In fact I think this is how we’d gotten the Windows port of clang working with MSVC as the host compiler. I could be wrong, in which case I’d be happy to be corrected.

The question becomes whether we’d need to impose that on all other developers/users tracking HEAD (i.e. hold them back because some users might need a special set-up).

This is my same thinking. We can already find a way to get LLVM to build first then build different versions progressively to get the to language standard we’d like to use. This seems the most forward compatible approach compared to the alternative (status quo).

Historically 3/1.5 would have caused us problems on FreeBSD, but
we're moving to supporting all architectures via an external
toolchain[0] so I don't think it will have a major impact. We'll
have to amend our statement of which systems you can bootstrap from
to include the need to install a compiler package in some cases (or
be more aggressive about merging new compiler versions to stable
branches).

-- Brooks

[0] Some of them purely external due to a lack of viable LLVM support
and a policy against GPLv3 licenses in the tree.

I've heard just about zero opposition to this, so I've put a code review together here: https://reviews.llvm.org/D47073
With the intent of either implementing this policy change, or encouraging further discussion/bikeshed.

Thanks all!
-Erich

Hi all-
I just wanted to bump this again, I know I sent it out on a Friday :slight_smile: I realize this is a minor code change with significant implications, so it seems to me that I should ensure it gets extensive exposure.
See the review here: https://reviews.llvm.org/D47073
-Erich

I’d like us to move forward with something along the lines Erich proposed back in May, ideally early enough in the LLVM 8 release process that people testing the release will be able to provide feedback.
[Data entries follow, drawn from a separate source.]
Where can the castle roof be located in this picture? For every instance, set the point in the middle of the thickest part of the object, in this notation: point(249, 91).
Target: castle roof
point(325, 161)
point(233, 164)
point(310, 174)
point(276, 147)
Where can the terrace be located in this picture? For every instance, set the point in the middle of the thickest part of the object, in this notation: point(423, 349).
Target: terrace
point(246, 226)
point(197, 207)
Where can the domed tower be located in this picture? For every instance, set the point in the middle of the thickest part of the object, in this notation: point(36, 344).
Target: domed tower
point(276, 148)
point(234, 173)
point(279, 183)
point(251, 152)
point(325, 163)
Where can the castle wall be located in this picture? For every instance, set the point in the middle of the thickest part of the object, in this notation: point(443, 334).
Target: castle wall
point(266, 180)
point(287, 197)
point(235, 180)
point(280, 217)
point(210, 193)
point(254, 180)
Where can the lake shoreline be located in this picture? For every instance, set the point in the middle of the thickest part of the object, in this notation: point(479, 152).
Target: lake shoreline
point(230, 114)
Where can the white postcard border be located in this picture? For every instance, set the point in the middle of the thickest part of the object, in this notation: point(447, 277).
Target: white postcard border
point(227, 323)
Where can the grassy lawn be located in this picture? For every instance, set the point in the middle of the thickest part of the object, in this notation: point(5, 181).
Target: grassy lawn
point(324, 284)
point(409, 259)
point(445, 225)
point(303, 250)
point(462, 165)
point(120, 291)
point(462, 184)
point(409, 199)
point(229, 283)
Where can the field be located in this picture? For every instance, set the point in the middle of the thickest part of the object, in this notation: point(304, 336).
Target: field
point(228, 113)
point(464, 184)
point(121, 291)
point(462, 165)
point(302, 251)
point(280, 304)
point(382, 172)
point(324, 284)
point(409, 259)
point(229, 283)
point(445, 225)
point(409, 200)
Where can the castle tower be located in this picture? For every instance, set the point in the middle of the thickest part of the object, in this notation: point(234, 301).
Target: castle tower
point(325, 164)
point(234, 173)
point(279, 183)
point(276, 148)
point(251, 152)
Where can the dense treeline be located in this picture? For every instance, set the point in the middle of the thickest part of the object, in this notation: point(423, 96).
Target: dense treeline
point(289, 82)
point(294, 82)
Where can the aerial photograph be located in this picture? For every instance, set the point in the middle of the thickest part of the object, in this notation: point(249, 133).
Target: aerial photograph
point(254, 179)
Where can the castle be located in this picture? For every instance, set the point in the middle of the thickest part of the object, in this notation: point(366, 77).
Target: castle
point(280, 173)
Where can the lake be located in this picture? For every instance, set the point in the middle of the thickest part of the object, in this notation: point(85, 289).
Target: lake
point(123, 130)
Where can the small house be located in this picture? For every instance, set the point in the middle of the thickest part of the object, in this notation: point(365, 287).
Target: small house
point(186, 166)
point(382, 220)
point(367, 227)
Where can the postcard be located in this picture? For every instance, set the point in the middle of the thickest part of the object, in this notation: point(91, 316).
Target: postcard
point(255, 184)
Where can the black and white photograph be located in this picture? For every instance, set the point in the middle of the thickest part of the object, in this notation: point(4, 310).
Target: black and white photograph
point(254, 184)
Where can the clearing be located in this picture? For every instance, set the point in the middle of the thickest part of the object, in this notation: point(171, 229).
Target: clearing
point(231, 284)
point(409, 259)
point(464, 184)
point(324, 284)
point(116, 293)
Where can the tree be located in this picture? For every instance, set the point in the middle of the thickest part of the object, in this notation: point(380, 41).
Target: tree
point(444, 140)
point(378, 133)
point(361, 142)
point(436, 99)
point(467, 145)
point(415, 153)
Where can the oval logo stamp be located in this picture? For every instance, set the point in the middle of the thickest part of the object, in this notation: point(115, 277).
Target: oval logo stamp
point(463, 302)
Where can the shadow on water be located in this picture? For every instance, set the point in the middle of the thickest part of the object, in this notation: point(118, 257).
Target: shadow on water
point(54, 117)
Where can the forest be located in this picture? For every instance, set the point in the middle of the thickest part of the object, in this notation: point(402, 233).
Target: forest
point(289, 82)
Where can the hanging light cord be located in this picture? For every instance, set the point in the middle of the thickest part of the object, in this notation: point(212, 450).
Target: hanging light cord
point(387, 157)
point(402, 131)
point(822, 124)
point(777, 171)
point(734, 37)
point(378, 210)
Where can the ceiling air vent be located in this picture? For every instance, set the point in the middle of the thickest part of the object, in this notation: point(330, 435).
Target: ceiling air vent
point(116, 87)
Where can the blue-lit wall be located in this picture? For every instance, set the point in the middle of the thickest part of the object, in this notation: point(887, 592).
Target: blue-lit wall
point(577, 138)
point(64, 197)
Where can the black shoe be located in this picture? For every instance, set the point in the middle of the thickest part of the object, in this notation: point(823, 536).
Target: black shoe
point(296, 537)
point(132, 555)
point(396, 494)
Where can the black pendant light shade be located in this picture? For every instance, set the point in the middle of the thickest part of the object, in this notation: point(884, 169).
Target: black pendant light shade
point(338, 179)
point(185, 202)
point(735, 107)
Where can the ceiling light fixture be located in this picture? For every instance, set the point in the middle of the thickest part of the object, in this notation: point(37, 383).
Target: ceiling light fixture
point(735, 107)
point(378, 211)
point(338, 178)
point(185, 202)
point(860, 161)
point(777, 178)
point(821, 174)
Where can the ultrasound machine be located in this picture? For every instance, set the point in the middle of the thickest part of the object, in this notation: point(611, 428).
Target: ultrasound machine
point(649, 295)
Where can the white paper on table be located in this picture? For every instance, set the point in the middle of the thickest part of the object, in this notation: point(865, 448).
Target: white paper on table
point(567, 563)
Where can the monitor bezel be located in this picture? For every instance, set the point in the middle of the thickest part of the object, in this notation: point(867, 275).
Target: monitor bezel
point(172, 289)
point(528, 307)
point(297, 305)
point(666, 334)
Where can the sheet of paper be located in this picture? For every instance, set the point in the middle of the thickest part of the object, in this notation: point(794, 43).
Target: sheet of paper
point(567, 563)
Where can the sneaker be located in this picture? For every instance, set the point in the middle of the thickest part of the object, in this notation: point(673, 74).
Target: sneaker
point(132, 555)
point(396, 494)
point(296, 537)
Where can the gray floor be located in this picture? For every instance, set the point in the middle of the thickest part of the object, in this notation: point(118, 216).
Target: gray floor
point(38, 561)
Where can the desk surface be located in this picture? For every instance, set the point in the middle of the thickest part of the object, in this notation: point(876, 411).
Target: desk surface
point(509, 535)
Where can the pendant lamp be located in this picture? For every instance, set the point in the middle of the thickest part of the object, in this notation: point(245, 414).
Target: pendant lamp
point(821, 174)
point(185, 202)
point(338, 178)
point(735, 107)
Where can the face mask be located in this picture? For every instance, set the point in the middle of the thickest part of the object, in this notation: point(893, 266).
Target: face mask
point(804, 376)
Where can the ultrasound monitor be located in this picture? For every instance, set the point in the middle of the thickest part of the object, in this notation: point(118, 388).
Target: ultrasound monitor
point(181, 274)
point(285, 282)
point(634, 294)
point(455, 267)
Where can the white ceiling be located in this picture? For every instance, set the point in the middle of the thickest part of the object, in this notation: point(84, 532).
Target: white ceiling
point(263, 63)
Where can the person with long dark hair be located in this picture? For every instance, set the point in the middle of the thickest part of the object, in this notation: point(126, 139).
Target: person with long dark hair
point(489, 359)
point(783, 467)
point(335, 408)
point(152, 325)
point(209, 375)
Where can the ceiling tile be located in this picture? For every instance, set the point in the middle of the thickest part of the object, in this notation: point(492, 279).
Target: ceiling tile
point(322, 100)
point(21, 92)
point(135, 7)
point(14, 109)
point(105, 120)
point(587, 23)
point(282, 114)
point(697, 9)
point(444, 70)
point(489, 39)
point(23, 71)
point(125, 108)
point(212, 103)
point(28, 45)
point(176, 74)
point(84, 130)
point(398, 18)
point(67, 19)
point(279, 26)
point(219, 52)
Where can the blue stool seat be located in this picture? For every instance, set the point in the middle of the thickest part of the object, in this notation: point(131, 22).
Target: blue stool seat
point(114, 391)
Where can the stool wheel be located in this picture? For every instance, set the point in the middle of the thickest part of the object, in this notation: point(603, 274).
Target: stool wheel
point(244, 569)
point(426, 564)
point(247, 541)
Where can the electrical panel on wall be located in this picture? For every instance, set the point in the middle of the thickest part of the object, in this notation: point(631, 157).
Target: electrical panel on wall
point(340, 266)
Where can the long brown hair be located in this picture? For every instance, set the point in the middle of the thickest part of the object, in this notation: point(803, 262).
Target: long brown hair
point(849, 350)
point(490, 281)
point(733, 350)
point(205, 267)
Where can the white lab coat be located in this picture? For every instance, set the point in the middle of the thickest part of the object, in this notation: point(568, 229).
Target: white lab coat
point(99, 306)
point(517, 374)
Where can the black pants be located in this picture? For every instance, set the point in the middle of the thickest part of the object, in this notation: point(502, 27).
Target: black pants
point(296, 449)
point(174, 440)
Are there any remaining concerns?

I’m a bit puzzled as of why would a fix period of time be the best option to automatically cut support for older compilers?

Historically I believe we’ve been looking at a combination of:

  1. What new feature we gain by dropping support for a given version of the compiler
  2. What major OS out there have available (possibly through PPA?).

And balance the two aspects.

What is the motivation for changing this approach?

I’m a bit puzzled as of why would a fix period of time be the best option to automatically cut support for older compilers?

Historically I believe we’ve been looking at a combination of:

  1. What new feature we gain by dropping support for a given version of the compiler
  2. What major OS out there have available (possibly through PPA?).

And balance the two aspects.

What is the motivation for changing this approach?

Historically we’ve been on C++11, minus some stuff. The motivation to change the approach is to not be stuck on older C++ versions.

I don’t understand why migrating to c++14 has anything to do with changing the approach.
We migrated to C++11 using the framework I mentioned above, I don’t see why we can’t do it for C++14?

I’m afraid that a fix number of year is purely arbitrary and does not serve the best interest of the users. The only “pro” I perceive is avoiding the work of discussing the tradeoff when dropping support for an old version of one of the supporter host toolchain, and making our life easier on this seems superficial to me.